Which brings me to my next point: more gun control isn't a magic pill that's going to reduce violent crime rates, either.  It may make it slightly harder for people to commit crime with guns, but it won't really stop anyone.  Because of the aforementioned problem of having too many guns in circulation to effectively police sales.  And because guns do not cause crime; guns are tools used in crimes.  Expecting gun control to reduce crime is like expecting Prohibition to reduce alcoholism, and we all know how well that worked out.

If you want to effectively reduce crime, you have to attack that shit at the source.  People who point to gun bans and lower crime rates in places like Australia, the United Kingdom, and Japan tend to forget that those countries don't just ban guns.  They also have a much better and better-run social safety net than we do here.  All three have universal healthcare.  Australia has a minimum wage more than twice that of the U.S.  The United Kingdom spends the same percentage of its GDP on the health and welfare of its citizens (pensions, education, healthcare, and welfare) that the U.S. spends of its GDP on everything, ever.  In Japan, not only are public universities far more respected than private ones -- the University of Tokyo is #23 worldwide -- but the cost is dirt cheap compared to the U.S., and the student loan structure doesn't leave students broke for life.

Bottom line is that countries with gun bans and some of the lowest homicide rates on the planet are also looking after their citizens far better than we are.  And when people aren't starving, uneducated/barely educated wage slaves, they tend to have fewer reasons to be violent.

Stopping gun violence isn't about stopping guns; it's about stopping violence, period.  If you can curb that, it won't matter who owns a gun because they'll have fewer reasons to point it at anyone.

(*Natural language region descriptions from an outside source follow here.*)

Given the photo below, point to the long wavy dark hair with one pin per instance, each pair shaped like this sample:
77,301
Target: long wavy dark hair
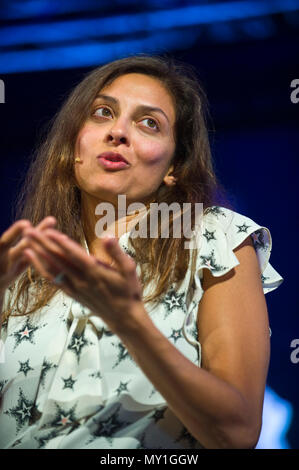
50,187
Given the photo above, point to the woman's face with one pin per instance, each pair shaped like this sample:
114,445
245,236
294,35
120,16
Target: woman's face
119,123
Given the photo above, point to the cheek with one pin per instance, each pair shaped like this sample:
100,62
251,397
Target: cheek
85,139
153,153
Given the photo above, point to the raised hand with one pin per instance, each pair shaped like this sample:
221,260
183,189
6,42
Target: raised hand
12,246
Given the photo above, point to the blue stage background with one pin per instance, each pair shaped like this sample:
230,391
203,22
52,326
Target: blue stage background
246,55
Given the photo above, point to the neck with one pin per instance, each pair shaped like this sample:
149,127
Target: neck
94,228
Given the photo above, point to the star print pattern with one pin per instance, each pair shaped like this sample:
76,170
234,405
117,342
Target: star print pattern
122,354
123,387
42,441
46,367
186,436
175,335
22,412
173,300
25,333
258,240
210,262
64,417
216,211
243,228
2,385
57,373
209,235
24,367
78,342
69,383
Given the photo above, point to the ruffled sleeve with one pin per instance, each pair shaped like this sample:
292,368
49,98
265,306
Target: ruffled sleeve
223,230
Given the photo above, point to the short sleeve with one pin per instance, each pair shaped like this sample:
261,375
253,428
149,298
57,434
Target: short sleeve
222,231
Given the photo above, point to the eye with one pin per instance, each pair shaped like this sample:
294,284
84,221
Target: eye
102,108
152,121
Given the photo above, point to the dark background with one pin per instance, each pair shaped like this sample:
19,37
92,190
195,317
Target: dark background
246,55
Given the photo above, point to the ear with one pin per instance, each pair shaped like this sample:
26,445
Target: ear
168,179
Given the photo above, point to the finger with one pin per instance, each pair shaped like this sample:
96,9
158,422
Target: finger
48,273
125,263
55,257
72,250
49,221
17,250
13,233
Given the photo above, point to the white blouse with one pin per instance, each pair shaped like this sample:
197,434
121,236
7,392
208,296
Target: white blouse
67,381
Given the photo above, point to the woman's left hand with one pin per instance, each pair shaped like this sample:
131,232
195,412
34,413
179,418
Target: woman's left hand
111,293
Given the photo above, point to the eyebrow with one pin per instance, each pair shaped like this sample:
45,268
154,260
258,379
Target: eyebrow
141,107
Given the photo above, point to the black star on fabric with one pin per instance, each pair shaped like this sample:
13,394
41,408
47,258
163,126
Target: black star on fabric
122,354
215,210
122,387
258,239
25,333
243,228
96,375
22,413
64,417
209,235
2,384
24,367
17,442
172,300
152,392
69,383
106,428
141,444
186,436
210,262
78,342
176,334
42,441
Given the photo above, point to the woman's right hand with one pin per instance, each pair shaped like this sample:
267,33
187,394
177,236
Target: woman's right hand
12,245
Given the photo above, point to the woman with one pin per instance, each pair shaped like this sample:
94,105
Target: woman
131,342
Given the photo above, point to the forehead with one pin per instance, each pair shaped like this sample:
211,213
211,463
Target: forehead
142,88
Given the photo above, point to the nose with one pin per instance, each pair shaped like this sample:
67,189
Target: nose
117,135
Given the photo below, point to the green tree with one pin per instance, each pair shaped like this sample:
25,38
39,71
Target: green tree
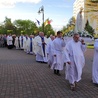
25,26
89,28
8,26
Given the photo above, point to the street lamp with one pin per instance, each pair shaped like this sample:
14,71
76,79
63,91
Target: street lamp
41,10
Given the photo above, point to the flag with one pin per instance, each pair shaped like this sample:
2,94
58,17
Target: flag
47,22
38,22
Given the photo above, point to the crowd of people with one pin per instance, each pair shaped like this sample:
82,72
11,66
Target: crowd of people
57,52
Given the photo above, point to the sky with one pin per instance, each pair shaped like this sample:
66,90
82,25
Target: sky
59,11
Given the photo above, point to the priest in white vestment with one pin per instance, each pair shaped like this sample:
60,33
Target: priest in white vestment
75,60
95,64
49,50
41,55
21,38
35,49
17,42
9,41
57,50
79,22
30,44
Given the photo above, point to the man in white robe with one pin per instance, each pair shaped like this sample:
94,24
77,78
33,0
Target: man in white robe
35,48
95,64
49,50
30,45
9,41
57,50
75,60
21,38
41,55
17,42
79,22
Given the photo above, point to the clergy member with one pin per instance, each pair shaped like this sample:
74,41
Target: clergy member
79,22
30,44
75,60
21,38
41,55
95,64
17,42
49,50
9,41
57,50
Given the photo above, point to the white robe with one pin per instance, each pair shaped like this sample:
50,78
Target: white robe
21,42
76,57
79,23
9,40
16,43
95,63
29,46
39,53
35,47
57,49
49,52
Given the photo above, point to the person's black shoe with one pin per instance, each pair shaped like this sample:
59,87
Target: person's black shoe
59,74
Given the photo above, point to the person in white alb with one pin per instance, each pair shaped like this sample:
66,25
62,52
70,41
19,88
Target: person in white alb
95,64
57,50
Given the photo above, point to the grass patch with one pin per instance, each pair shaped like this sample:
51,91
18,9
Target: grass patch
90,46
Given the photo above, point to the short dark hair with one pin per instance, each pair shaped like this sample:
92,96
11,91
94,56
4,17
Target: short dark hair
59,32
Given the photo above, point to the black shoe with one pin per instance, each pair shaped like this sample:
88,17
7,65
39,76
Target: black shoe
55,71
96,84
59,74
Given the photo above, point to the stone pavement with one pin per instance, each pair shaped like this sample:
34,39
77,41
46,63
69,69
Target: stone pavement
22,77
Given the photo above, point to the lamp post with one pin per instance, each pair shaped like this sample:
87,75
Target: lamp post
41,10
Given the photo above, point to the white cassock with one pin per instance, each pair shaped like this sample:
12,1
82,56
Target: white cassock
17,43
9,40
25,43
95,63
41,54
49,52
57,49
79,23
21,38
30,45
35,47
76,57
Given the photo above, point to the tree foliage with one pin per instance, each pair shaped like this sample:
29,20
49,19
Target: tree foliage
69,27
23,26
89,28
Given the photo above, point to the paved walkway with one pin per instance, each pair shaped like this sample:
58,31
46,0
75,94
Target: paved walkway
22,77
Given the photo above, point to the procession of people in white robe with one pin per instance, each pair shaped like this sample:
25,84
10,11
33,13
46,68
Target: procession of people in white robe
56,52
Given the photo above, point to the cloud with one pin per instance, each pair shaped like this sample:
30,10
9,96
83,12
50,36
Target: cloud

You want to stop violence?  Stop poverty.  Stop hatred.

Handing out or taking away a gun will not stop either of those.

If you want to stop poverty and hatred?  Don't hand out guns.  Instead, hand out living wages.  Hand out education.  Hand out healthcare.  Hand out mental healthcare.  Hand out birth control.  Hand out compassion.

Don't take away guns.  Instead, take away fear.  Take away uncertainty.  Take away that which makes people feel threatened and rejected.

If you don't want to do that?  Then shut up and get out of the way so other people can.